Ausschlaggebend für den entstehenden Sound sind nicht die vorgeschalteten und damit beschränkenden Programmierentscheidungen durch involving systems, sondern die Fähigkeit der Anwender, die Musik während des Spielens miteinander zu planen, um eine größtmögliche Vielfalt beim Kombinieren verschiedener Sounds zu erreichen. Ein frisch eingetroffener DJ wundert sich dann auch für einen Augenblick, „was die hier für gute Platten spielen“.

Neben involving systems hatten luxus cont. auch Pauline van Mourik Broekman und Simon Worthington, die Herausgeber der in London erscheinenden Zeitschrift mute (http://meta mute.co.uk) in ihr Zuhause am Arkonaplatz eingeladen.
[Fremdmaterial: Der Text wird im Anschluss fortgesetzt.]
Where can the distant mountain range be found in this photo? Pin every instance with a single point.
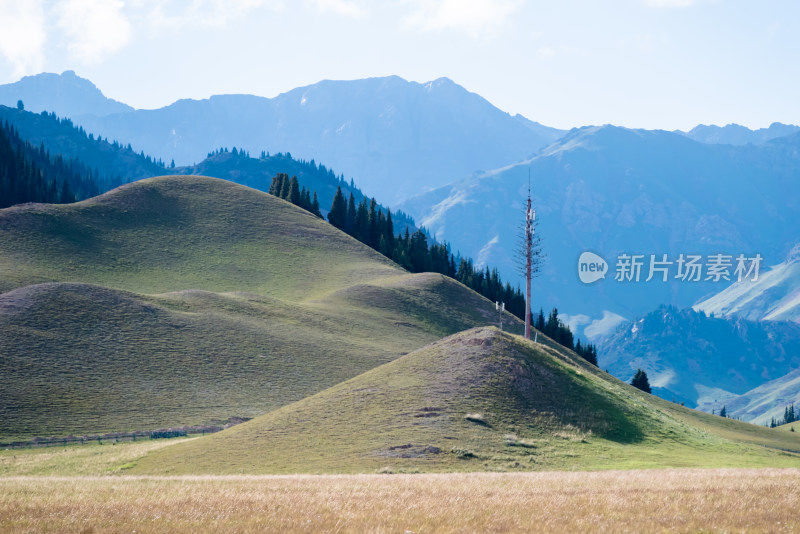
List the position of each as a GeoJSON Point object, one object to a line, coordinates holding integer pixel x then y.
{"type": "Point", "coordinates": [763, 403]}
{"type": "Point", "coordinates": [735, 134]}
{"type": "Point", "coordinates": [775, 296]}
{"type": "Point", "coordinates": [614, 191]}
{"type": "Point", "coordinates": [66, 94]}
{"type": "Point", "coordinates": [607, 189]}
{"type": "Point", "coordinates": [395, 137]}
{"type": "Point", "coordinates": [701, 360]}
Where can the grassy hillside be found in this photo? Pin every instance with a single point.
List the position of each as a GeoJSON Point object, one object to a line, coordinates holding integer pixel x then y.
{"type": "Point", "coordinates": [478, 400]}
{"type": "Point", "coordinates": [183, 300]}
{"type": "Point", "coordinates": [790, 427]}
{"type": "Point", "coordinates": [174, 233]}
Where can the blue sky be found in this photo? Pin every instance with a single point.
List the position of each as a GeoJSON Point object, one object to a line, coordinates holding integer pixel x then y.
{"type": "Point", "coordinates": [639, 63]}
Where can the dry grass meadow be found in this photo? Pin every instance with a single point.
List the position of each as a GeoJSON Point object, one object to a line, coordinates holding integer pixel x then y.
{"type": "Point", "coordinates": [675, 500]}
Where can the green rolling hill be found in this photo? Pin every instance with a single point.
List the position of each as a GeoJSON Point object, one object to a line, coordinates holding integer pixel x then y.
{"type": "Point", "coordinates": [182, 300]}
{"type": "Point", "coordinates": [475, 401]}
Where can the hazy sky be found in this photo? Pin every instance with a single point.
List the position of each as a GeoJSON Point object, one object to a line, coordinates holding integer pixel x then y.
{"type": "Point", "coordinates": [640, 63]}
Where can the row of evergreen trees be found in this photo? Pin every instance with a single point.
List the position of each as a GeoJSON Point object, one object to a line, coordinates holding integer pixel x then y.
{"type": "Point", "coordinates": [370, 224]}
{"type": "Point", "coordinates": [789, 416]}
{"type": "Point", "coordinates": [289, 189]}
{"type": "Point", "coordinates": [558, 331]}
{"type": "Point", "coordinates": [30, 174]}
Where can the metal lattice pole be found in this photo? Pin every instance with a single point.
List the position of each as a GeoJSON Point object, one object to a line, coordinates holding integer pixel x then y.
{"type": "Point", "coordinates": [530, 216]}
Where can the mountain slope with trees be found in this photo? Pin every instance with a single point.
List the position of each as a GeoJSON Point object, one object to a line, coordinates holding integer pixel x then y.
{"type": "Point", "coordinates": [702, 360]}
{"type": "Point", "coordinates": [113, 164]}
{"type": "Point", "coordinates": [390, 134]}
{"type": "Point", "coordinates": [182, 300]}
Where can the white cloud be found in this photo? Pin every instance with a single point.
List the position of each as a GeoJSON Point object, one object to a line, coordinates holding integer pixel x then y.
{"type": "Point", "coordinates": [94, 28]}
{"type": "Point", "coordinates": [669, 3]}
{"type": "Point", "coordinates": [203, 13]}
{"type": "Point", "coordinates": [545, 52]}
{"type": "Point", "coordinates": [474, 17]}
{"type": "Point", "coordinates": [340, 7]}
{"type": "Point", "coordinates": [603, 327]}
{"type": "Point", "coordinates": [22, 35]}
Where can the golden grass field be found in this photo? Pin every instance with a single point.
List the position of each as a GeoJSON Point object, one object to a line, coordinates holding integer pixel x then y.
{"type": "Point", "coordinates": [674, 500]}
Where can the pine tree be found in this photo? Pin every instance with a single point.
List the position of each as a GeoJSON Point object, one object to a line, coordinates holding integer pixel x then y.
{"type": "Point", "coordinates": [66, 197]}
{"type": "Point", "coordinates": [361, 231]}
{"type": "Point", "coordinates": [640, 381]}
{"type": "Point", "coordinates": [315, 206]}
{"type": "Point", "coordinates": [294, 191]}
{"type": "Point", "coordinates": [338, 214]}
{"type": "Point", "coordinates": [286, 188]}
Durch den programmatischen Anspruch einer „digitalartcritique“ unterscheidet sich das vierteljährlich in Zeitungsformat erscheinende Magazin von der Herangehensweise der Westküstenmatadoren Mondo 2.000 und Wired, die im Spannungsfeld von Cyberpunk und Silicon Valley operieren.
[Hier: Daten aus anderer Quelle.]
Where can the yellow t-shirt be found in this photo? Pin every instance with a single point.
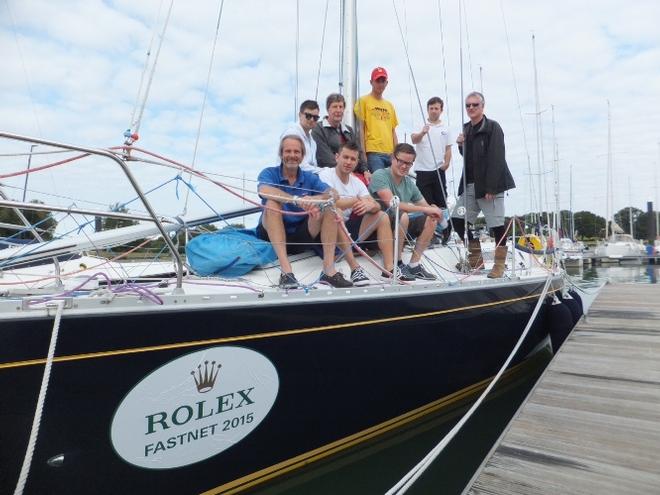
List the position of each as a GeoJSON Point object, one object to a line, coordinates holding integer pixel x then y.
{"type": "Point", "coordinates": [380, 120]}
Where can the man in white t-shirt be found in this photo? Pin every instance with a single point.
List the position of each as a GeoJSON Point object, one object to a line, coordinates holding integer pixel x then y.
{"type": "Point", "coordinates": [433, 147]}
{"type": "Point", "coordinates": [361, 213]}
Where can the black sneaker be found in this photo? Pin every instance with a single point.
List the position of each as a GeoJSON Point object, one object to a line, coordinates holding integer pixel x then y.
{"type": "Point", "coordinates": [359, 278]}
{"type": "Point", "coordinates": [400, 274]}
{"type": "Point", "coordinates": [337, 280]}
{"type": "Point", "coordinates": [420, 273]}
{"type": "Point", "coordinates": [288, 281]}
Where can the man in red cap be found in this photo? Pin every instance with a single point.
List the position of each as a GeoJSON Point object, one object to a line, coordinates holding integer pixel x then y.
{"type": "Point", "coordinates": [378, 121]}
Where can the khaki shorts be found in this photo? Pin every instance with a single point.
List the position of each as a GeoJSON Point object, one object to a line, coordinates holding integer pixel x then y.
{"type": "Point", "coordinates": [493, 209]}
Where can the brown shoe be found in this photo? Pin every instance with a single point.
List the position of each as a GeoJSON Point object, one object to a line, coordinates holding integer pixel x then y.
{"type": "Point", "coordinates": [474, 260]}
{"type": "Point", "coordinates": [500, 258]}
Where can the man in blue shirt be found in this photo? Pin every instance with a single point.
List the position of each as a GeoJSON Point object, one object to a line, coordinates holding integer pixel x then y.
{"type": "Point", "coordinates": [289, 189]}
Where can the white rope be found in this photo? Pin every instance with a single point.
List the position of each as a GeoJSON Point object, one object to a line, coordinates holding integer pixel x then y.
{"type": "Point", "coordinates": [36, 422]}
{"type": "Point", "coordinates": [201, 113]}
{"type": "Point", "coordinates": [407, 481]}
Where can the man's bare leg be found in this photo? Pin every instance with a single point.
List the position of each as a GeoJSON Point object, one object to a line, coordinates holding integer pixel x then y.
{"type": "Point", "coordinates": [424, 239]}
{"type": "Point", "coordinates": [381, 222]}
{"type": "Point", "coordinates": [273, 222]}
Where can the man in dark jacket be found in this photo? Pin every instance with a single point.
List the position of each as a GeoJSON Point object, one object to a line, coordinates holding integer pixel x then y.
{"type": "Point", "coordinates": [331, 133]}
{"type": "Point", "coordinates": [486, 177]}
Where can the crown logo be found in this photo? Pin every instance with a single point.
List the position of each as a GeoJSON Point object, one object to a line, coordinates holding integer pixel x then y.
{"type": "Point", "coordinates": [205, 379]}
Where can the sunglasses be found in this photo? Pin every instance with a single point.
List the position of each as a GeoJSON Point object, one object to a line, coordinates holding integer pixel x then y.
{"type": "Point", "coordinates": [403, 162]}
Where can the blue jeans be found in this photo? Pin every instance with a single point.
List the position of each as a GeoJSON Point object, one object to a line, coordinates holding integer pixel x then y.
{"type": "Point", "coordinates": [376, 161]}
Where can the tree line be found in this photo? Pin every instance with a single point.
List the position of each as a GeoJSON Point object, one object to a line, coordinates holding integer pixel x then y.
{"type": "Point", "coordinates": [588, 225]}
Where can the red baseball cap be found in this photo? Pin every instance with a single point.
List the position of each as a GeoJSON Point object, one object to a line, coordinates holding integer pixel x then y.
{"type": "Point", "coordinates": [378, 72]}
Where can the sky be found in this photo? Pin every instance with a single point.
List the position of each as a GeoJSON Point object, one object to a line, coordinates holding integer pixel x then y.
{"type": "Point", "coordinates": [71, 72]}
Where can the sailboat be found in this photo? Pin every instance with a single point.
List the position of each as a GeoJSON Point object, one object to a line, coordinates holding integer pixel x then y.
{"type": "Point", "coordinates": [191, 384]}
{"type": "Point", "coordinates": [617, 246]}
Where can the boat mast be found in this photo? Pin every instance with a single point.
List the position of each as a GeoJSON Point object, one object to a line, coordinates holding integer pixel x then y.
{"type": "Point", "coordinates": [539, 148]}
{"type": "Point", "coordinates": [657, 207]}
{"type": "Point", "coordinates": [557, 222]}
{"type": "Point", "coordinates": [630, 208]}
{"type": "Point", "coordinates": [570, 188]}
{"type": "Point", "coordinates": [348, 83]}
{"type": "Point", "coordinates": [609, 171]}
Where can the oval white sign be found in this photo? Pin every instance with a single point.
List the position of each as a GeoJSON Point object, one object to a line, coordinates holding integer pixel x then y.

Deren „Californian Ideology“, die die Interpretation neuer digitaler Technologien und der elektronischen Netze dominiert, wird hier genauso hinterfragt wie die im Schlepptau eines „Digital ist besser“ gern formulierte These, mittels technologischer Erweiterung des Körpers warte die Befreiung schon auf der nächsten hard disk: „Proud to be flesh!“ ist mutes ironische Antwort. Die Zeitschrift soll als Diskussionsforum für die künstlerische Auseinandersetzung mit der digitalen Revolution fungieren und damit die Lücke zwischen traditioneller Kunstkritik und bloßer Affirmation der neuen Technik schließen; Die Herausgeber sind selbst in der Online- und CD-ROM-Produktion tätig und damit in den Vorgang des Verschwimmens von Tätigkeitsfeldern und Funktionen involviert, der im Medienbereich mit dem Fortschreiten digitaler Produktion einhergeht. Mitgebracht hatten sie u.a. ihre jüngste CD-ROM, eine Dokumentation über die französische Gesichtskünstlerin Orlan.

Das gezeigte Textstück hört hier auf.